All external modules i try to recompile fail with the newer kernels, usually complaining about "no rule to make target" on one of the object files.

Am i missing something that needs to be keyworded or something messed up with my machine? Or did something change with the kernel's makefiles?

For example:

```
make: Entering directory '/usr/src/linux-4.9.6-gentoo-r1'

make[1]: *** No rule to make target '/tmp/portage/media-video/bcwc_pcie-9999/work/bcwc_pcie-9999/fthd_hw.o', needed by '/tmp/portage/media-video/bcwc_pcie-9999/work/bcwc_pcie-9999/facetimehd.o'.  Stop.

make: *** [Makefile:1490: _module_/tmp/portage/media-video/bcwc_pcie-9999/work/bcwc_pcie-9999] Error 2

make: Leaving directory '/usr/src/linux-4.9.6-gentoo-r1'
```

Last edited by assaf on Thu Feb 02, 2017 8:25 pm; edited 1 time in total

----------

## audiodef

Is this manual config or genkernel? If manual, did you cp an old .config?

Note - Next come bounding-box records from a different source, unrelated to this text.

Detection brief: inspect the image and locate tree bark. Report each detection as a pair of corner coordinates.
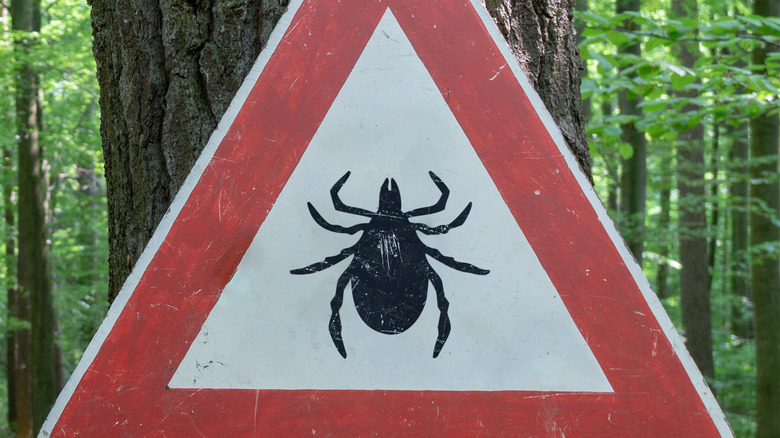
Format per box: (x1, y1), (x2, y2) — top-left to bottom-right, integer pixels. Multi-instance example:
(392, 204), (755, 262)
(484, 0), (593, 183)
(750, 0), (780, 438)
(672, 0), (715, 378)
(92, 0), (286, 302)
(92, 0), (590, 301)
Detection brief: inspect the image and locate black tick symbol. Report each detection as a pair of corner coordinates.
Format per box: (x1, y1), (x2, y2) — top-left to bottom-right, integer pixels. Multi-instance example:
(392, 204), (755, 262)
(290, 172), (490, 358)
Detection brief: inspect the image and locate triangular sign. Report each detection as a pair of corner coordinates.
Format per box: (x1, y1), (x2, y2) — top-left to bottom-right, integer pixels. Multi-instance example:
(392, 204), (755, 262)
(42, 0), (732, 437)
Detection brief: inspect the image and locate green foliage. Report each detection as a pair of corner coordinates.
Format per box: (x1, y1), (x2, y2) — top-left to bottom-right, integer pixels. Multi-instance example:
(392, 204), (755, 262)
(576, 0), (780, 437)
(0, 0), (108, 434)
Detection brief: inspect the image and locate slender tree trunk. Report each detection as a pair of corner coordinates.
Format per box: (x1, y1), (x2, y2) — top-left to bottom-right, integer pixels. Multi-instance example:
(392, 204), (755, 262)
(3, 148), (17, 427)
(655, 180), (672, 298)
(750, 0), (780, 438)
(0, 5), (17, 420)
(574, 0), (593, 124)
(616, 0), (647, 265)
(707, 124), (720, 294)
(601, 101), (621, 214)
(672, 0), (715, 378)
(726, 123), (753, 339)
(11, 0), (56, 436)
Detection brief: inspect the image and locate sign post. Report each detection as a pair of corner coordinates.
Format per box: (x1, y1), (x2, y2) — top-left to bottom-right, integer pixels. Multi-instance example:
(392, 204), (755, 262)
(42, 0), (732, 437)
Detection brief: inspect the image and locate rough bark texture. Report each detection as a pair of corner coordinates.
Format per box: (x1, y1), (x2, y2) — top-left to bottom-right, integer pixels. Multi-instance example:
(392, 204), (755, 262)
(485, 0), (592, 180)
(92, 0), (590, 300)
(92, 0), (286, 301)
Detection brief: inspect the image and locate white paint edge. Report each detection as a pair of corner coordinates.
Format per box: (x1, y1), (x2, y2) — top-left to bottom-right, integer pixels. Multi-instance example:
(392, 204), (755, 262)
(471, 0), (734, 437)
(38, 0), (734, 437)
(38, 0), (303, 438)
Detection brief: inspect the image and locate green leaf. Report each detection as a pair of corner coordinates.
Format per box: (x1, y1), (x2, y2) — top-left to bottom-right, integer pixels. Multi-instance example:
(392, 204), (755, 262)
(645, 37), (670, 52)
(604, 125), (623, 137)
(607, 30), (628, 47)
(672, 73), (696, 91)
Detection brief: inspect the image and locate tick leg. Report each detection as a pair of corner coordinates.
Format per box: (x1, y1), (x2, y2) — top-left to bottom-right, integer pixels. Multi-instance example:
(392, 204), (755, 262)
(414, 202), (471, 234)
(404, 172), (450, 217)
(425, 246), (490, 275)
(330, 270), (352, 359)
(330, 172), (376, 217)
(290, 245), (355, 275)
(428, 268), (451, 358)
(307, 202), (365, 234)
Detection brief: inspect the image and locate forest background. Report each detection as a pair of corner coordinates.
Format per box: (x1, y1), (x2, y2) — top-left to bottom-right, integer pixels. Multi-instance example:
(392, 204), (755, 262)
(0, 0), (780, 437)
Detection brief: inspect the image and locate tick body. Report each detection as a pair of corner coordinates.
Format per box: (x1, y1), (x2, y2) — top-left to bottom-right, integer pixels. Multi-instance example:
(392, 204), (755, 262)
(290, 172), (489, 358)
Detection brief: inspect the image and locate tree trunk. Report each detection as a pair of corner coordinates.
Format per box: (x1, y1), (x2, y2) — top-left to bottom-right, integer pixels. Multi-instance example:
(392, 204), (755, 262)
(616, 0), (647, 266)
(11, 0), (56, 436)
(92, 0), (590, 301)
(750, 0), (780, 438)
(92, 0), (286, 301)
(483, 0), (592, 183)
(726, 118), (753, 339)
(672, 0), (715, 378)
(655, 181), (673, 298)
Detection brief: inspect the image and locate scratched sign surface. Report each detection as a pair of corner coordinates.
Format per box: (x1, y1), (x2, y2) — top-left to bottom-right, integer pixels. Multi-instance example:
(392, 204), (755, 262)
(42, 0), (731, 437)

Did you make oldconfig, make defconfig, make clean, or whatever is appropriate for your needs?

----------

## assaf

I'm using genkernel to build but with my own customized .config which I copied from the previous kernel, and ran make oldconfig (like I always do).

Running make with -d there's seems to be a difference when running against the old and new kernels:

With the old kernel:

```
 Trying implicit prerequisite '/tmp/portage/media-video/bcwc_pcie-9999/work/bcwc_pcie-9999/fthd_hw.c'.

 Trying rule prerequisite 'FORCE'.

 Found an implicit rule for '/tmp/portage/media-video/bcwc_pcie-9999/work/bcwc_pcie-9999/fthd_hw.o'.

  Considering target file '/tmp/portage/media-video/bcwc_pcie-9999/work/bcwc_pcie-9999/fthd_hw.c'.
```

With the new:

```
 Trying implicit prerequisite '/tmp/portage/media-video/bcwc_pcie-9999/work/bcwc_pcie-9999/fthd_hw.c'.

 Trying rule prerequisite 'tools/objtool/objtool'.

 Trying pattern rule with stem 'fthd_hw'.

 Trying implicit prerequisite '/tmp/portage/media-video/bcwc_pcie-9999/work/bcwc_pcie-9999/fthd_hw.S'.

 Trying pattern rule with stem 'fthd_hw.o'.

 Trying implicit prerequisite '/tmp/portage/media-video/bcwc_pcie-9999/work/bcwc_pcie-9999/fthd_hw.o_shipped'.

 Trying pattern rule with stem 'fthd_hw'.

 Trying implicit prerequisite '/tmp/portage/media-video/bcwc_pcie-9999/work/bcwc_pcie-9999/fthd_hw.c'.

 Trying rule prerequisite 'tools/objtool/objtool'.
```

----------

## eccerr0r

These are all external DKMS so they may not line up with latest...

Try installing a 4.8 kernel as an experiment.  A quick look at a webpage seems to indicate it just got a commit for 4.8 kernels...

----------

## assaf

I did try with 4.8 and also with vanilla-sources, same issue.

This is just an example - I'm getting similar errors with other modules as well.

The error seems to be Makefile related (or maybe there's a hidden error message somewhere?).

It seems pretty basic: you have an .o file, you need to build the .c file, but it doesn't even try to.

Maybe something changed in kbuild after 4.4?

----------

## eccerr0r

Are these from an overlay?  Is there one from the default repository that doesn't work?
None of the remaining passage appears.